Normal Tissue Depresses While Tumor Tissue Enhances Human T Cell Responses In Vivo to a Novel Self/Tumor Melanoma Antigen, OA1

Antitumor T cells often recognize targets that are nonmutated “self” tissue differentiation Ags, but the relative impact of Ag expression by normal and transformed tissue for a human self/tumor Ag has not been studied. To examine the influence of self-tolerance mechanisms on the function of self/tumor-specific T cell responses in humans, we sought to identify an Ag that was expressed, processed, and presented in an MHC-restricted fashion by tumor cells, but for which there was the human equivalent of a “knockout.” In this study, we report the first immunological characterization of a melanoma/melanocyte differentiation Ag, called OA1, which meets these criteria. This Ag, an X chromosome-encoded melanoma/melanocyte differentiation Ag, was completely deleted in a male patient. Using a newly identified HLA-A*2402-restricted epitope (LYSACFWWL) to study T cell tolerance, we found that OA1-specific T cell reactivity was more than five SD higher in the knockout patient that in normal controls. These data provide compelling evidence for T cell tolerance to OA1 in humans. Most surprisingly, we found elevated levels of OA1-specific T cells in patients with metastatic malignant melanoma, indicating that the tumor-bearing state partially reversed tolerance observed in normal (non-“knockout”) individuals. Taken together, these findings indicated that tolerance can exist for self/tumor Ags in humans, and that this tolerance could be partially abrogated by the growth of the tumor, increasing the reactivity of tumor Ag-specific T cells. Thus, the tumor-bearing state reverses, in part, the tolerance of T cells that results from the normal expression of tissue differentiation Ags.

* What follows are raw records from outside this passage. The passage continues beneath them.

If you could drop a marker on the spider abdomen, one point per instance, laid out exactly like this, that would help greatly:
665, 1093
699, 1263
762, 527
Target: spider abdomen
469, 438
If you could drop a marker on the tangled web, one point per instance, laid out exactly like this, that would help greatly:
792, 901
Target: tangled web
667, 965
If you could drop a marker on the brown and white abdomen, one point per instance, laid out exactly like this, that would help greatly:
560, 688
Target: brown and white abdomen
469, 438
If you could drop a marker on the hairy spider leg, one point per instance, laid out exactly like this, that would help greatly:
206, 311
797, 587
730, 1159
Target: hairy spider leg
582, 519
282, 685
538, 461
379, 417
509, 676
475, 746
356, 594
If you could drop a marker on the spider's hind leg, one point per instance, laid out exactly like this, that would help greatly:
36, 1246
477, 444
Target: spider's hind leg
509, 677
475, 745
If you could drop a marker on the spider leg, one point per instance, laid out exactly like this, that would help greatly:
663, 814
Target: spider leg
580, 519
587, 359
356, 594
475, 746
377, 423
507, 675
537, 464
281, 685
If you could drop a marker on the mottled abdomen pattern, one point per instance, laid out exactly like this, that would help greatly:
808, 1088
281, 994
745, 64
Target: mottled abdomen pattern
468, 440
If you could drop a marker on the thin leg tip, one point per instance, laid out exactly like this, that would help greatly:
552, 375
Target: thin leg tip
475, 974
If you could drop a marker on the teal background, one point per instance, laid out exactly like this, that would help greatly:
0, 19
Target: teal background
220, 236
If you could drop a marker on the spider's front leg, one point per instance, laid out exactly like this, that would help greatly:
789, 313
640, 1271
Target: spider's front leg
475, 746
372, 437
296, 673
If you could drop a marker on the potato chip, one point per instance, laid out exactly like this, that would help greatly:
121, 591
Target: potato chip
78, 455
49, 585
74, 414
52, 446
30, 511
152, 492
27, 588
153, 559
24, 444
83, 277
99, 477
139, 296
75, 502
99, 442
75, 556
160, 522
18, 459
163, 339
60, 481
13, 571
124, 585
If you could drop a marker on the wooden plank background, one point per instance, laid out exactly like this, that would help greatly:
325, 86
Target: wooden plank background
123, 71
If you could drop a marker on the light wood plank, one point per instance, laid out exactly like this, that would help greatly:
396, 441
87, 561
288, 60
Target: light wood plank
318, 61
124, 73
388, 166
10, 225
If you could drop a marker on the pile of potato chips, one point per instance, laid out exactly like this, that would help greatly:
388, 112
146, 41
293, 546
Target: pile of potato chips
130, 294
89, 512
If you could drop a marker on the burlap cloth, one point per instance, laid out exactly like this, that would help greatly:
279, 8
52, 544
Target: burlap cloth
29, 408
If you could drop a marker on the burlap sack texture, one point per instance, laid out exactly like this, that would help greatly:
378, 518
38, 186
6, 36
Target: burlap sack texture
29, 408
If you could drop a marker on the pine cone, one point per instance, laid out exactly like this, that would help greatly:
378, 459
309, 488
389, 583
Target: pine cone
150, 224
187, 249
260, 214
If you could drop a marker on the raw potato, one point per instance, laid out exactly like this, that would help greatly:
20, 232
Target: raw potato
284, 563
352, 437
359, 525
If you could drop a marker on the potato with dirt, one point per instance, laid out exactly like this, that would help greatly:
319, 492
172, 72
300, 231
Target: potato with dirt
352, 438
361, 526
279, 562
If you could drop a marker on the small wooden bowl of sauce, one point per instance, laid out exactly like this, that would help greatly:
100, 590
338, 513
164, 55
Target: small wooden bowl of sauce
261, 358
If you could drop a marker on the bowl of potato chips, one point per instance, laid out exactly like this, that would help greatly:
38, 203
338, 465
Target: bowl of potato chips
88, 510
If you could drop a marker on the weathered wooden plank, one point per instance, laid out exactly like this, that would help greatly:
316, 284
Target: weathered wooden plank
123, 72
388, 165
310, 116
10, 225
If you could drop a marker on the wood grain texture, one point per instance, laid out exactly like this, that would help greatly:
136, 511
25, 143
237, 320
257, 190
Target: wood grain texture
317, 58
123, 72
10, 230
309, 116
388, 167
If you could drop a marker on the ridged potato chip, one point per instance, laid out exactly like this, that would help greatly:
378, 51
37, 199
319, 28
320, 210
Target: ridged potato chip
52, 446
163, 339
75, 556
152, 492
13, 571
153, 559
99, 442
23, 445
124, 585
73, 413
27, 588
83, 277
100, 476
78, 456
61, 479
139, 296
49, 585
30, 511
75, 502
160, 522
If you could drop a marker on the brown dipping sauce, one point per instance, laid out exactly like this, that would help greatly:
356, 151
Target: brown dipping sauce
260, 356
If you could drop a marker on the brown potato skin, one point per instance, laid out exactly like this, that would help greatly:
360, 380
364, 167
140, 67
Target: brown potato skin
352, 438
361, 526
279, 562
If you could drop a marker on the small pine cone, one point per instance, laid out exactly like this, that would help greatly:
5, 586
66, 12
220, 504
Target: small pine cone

High avidity autoreactive CD4+ T cells induce host CTL, overcome Tregs and mediate tumor destruction

Despite progress made over the past 25 years, existing immunotherapies have limited clinical effectiveness in patients with cancer. Immune tolerance consistently blunts the generated immune response, and the largely solitary focus on CD8+ T cell immunity has proven ineffective in the absence of CD4+ T cell help. To address these twin-tier deficiencies, we developed a translational model of melanoma immunotherapy focused on the exploitation of high-avidity CD4+ T cells that become generated in germline antigen-deficient mice. We had previously identified a tyrosinase-related protein-1 specific HLA-DRB1*0401-restricted epitope. Using this epitope in conjunction with a newly described tyrosinase-related protein-1 germline-knockout, we demonstrate that endogenous tyrosinase-related protein-1 expression alters the functionality of the autoreactive T cell repertoire. More importantly, we show, by using major histocompatibility complex-mismatched combinations, that CD4+ T cells derived from the self-antigen deficient host indirectly triggers the eradication of established B16 lung metastases. We demonstrate that the treatment effect is mediated entirely by endogenous CD8+ T cells and is not affected by the depletion of host regulatory T cells. These findings suggest that high-avidity CD4+ T cells can overcome endogenous conditions and mediate their antitumor effects exclusively through the elicitation of CD8+ T cell immunity.